Kathmandu, 24 Dec. On the first week of current fiscal year (2074/75) the average Treasury Bill rate was 0.509%. It was below one percent till first week of second month of current fiscal year. Upward pressure was observed then after.
However it was able to maintain below 2 percent till first week of fourth month of current fiscal year. As liquidity pressure increased during fourth month, the pressure on rate was felt. The average T. Bill Rate took off and reached at 4.12 within last two weeks of the fourth month. Currently it is flaying at higher altitude at around 6 percent.
It expected that it will reach to another high of 8.5% within next few weeks. If Nepalese Central Bank and Ministry of Finance do not handle it properly, it is likely to cross 10% on or before end of seventh month of this year (i.e mid-February 2018). Nepalese fiscal year start from mid-July each year.

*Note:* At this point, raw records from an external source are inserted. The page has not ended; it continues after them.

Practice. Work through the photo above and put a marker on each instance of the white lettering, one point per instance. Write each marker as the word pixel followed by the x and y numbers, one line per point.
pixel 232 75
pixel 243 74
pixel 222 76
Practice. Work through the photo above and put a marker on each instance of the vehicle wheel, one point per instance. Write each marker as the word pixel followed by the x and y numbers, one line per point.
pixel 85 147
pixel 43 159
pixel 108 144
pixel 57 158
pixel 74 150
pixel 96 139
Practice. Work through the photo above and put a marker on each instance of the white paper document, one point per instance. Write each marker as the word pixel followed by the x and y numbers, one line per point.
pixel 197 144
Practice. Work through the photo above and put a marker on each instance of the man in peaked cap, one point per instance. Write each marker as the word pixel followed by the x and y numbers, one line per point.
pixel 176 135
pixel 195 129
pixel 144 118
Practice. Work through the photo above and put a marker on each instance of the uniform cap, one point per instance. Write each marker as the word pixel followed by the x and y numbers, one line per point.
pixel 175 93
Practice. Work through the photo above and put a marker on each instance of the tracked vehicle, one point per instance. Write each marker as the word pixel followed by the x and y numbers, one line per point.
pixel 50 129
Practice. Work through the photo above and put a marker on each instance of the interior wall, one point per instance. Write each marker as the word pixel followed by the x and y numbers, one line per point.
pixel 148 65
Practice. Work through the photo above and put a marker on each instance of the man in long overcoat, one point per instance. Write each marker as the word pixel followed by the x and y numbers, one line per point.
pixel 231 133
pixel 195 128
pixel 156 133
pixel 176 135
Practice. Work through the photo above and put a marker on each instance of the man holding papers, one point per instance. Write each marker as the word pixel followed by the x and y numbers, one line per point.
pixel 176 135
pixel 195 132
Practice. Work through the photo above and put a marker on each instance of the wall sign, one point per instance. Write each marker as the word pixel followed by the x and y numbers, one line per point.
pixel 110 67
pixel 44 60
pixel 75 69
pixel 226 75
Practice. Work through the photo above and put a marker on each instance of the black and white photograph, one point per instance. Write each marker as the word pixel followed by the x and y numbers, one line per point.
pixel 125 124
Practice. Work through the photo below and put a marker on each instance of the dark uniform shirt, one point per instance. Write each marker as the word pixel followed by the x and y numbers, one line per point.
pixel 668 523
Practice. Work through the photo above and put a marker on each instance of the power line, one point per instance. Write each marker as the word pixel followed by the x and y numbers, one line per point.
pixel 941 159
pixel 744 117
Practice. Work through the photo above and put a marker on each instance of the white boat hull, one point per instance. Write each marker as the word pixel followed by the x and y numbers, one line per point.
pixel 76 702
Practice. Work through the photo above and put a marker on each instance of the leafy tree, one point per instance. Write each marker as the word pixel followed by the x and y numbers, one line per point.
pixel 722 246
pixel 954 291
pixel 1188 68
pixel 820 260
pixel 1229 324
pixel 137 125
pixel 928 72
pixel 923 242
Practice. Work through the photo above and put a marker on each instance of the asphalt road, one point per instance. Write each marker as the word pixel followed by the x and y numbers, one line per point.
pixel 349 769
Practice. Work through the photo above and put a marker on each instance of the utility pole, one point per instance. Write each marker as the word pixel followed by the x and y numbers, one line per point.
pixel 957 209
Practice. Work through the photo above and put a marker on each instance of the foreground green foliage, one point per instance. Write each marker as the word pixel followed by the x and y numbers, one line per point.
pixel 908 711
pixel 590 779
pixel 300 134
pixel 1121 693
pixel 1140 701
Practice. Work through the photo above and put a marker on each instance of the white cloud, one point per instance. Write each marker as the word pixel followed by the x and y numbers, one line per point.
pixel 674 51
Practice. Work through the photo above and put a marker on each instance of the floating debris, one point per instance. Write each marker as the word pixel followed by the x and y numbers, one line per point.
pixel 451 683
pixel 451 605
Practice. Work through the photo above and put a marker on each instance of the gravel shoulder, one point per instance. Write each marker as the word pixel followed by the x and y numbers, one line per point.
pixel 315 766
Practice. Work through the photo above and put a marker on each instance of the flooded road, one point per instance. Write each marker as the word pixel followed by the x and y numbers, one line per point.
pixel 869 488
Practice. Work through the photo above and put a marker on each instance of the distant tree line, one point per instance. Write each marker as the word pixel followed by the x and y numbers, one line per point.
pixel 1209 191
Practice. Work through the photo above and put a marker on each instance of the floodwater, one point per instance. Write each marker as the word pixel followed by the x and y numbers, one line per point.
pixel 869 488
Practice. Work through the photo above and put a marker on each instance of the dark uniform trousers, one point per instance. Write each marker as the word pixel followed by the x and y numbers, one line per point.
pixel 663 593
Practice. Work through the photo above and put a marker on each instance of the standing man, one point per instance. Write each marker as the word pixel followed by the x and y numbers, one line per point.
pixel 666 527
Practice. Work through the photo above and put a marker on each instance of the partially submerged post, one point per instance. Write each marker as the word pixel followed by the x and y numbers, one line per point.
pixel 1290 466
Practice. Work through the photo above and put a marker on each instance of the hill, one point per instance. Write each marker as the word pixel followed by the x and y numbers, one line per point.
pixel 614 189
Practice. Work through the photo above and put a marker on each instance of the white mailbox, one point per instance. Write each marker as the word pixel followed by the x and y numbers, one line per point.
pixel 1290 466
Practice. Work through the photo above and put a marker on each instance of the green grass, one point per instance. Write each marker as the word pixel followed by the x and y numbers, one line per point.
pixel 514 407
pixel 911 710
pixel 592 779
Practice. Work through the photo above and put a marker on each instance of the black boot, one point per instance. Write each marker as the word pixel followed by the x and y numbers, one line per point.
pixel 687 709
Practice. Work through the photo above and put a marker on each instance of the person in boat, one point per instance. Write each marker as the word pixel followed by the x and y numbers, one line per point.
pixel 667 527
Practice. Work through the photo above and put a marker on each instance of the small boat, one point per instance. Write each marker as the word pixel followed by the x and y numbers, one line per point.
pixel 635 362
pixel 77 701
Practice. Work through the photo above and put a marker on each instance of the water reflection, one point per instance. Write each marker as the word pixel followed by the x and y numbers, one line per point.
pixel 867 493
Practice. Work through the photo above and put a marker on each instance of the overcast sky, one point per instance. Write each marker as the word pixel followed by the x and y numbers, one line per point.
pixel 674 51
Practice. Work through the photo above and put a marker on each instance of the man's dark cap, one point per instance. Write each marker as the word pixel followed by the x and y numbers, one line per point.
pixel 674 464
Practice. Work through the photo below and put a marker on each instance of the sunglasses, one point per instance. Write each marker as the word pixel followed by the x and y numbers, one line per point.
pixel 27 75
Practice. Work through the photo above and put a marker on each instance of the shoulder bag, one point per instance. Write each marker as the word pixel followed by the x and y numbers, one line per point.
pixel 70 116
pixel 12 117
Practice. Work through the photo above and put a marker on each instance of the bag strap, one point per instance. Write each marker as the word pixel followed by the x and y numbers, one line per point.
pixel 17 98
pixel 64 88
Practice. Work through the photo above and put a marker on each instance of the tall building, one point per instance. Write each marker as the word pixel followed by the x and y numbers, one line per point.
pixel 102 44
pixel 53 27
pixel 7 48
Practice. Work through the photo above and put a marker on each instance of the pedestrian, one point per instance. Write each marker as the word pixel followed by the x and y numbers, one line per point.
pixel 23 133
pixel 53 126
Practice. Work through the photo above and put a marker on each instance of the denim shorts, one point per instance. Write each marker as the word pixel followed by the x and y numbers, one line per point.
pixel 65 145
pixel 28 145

For the current fiscal year, Government of Nepal had allocated NPR 30.71 billion for interest payment, assuming TBill rate will remain below one percent. Situation has changed dramatically and if MOF and NRB do not make any policy response government will have to allocate additional NPR 70 billion towards interest payment. This will further reduce the capacity of Government to invest in infrastructure.
Higher interest yield on Treasury bill may be blessing in disguise. Assuming Net Interest Spread of 4%, if average yield of T. Bill crossed 6% then, the Net Interest Yield of BFIs will improve by 0.9%. However, average lending rate and average deposit rate will likely to rise further.
We feel that NRB should immediately take appropriate action to reduce unprecedented movement on Interest rates. NRB should revisit it’s policy stance on liquidity.